What it seems is that a few of you are upset because I didn't bow down to your precious range semantics and ask for clarification. At first I was jumped on then someone did some tests and found out that it wasn't so rosy like everyone thought. Of course, the work around is to force optimizations that fix the problem when the problem doesn't exist in for loops. Then you come along and tell me that specific cases prove the general case... that is real dense.

You know, it takes two to have an attitude! I asked for information regarding stride. I got the range version, it turned out to be slower in some corner case for some bizarre reason.
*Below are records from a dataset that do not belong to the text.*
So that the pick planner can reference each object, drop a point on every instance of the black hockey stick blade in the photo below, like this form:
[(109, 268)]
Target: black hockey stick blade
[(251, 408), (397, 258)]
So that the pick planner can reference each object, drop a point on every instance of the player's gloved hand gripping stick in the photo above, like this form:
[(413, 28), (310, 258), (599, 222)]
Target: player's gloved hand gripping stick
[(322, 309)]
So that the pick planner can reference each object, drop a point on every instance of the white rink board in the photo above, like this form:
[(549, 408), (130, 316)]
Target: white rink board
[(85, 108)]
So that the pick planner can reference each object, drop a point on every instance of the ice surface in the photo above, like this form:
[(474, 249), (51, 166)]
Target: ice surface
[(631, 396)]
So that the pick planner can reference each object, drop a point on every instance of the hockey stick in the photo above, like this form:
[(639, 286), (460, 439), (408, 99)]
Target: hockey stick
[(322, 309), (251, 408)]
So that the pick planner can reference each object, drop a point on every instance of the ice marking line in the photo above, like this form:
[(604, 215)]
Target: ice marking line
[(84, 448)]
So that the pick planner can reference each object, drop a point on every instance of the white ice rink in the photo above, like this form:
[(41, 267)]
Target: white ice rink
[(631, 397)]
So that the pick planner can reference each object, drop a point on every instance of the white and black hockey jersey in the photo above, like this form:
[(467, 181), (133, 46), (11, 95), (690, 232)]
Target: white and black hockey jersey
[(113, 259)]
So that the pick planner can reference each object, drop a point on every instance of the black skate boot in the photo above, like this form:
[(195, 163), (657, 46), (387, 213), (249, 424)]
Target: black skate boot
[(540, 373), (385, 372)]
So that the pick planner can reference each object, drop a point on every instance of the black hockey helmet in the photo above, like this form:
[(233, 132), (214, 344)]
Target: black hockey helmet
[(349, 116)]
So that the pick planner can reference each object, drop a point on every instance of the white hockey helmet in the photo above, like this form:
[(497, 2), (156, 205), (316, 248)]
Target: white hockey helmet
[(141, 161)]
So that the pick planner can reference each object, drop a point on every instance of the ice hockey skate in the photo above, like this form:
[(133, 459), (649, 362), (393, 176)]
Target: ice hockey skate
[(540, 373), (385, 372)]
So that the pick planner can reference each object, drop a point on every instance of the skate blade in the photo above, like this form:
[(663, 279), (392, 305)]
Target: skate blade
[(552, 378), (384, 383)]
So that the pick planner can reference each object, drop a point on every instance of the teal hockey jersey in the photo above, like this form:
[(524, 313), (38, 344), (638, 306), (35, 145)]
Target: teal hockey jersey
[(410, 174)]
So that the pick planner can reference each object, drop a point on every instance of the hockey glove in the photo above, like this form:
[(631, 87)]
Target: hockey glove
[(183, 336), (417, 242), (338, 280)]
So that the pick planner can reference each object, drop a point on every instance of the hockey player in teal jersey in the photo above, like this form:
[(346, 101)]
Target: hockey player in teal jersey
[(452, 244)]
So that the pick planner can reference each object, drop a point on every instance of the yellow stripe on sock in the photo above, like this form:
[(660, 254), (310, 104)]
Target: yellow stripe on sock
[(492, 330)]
I was then told it required optimizations(why? That is fishy why the corner cause would be 200% slower for a weird edge case) and then I was told that ranges are always faster(which is what you just said because you act like one example proves everything). Every step of the way I am told "don't worry". You've already stepped in the shit once and you expect me to believe everything you say?

Why is it so hard to have a test suite that checks the performance of range constructs instead of just getting me to believe you? Huh? Do you really think I'm suppose to believe every thing any asshat says on the net just because they want me to? Back up your beliefs, that simple. Provide timings for all the range functions in various combinations and give me a worse case scenario compared to their equivalent hand-coded versions. Once you do that then I will be able to make an informed decision rather than doing what you really want, which is except your world as authority regardless of the real truth.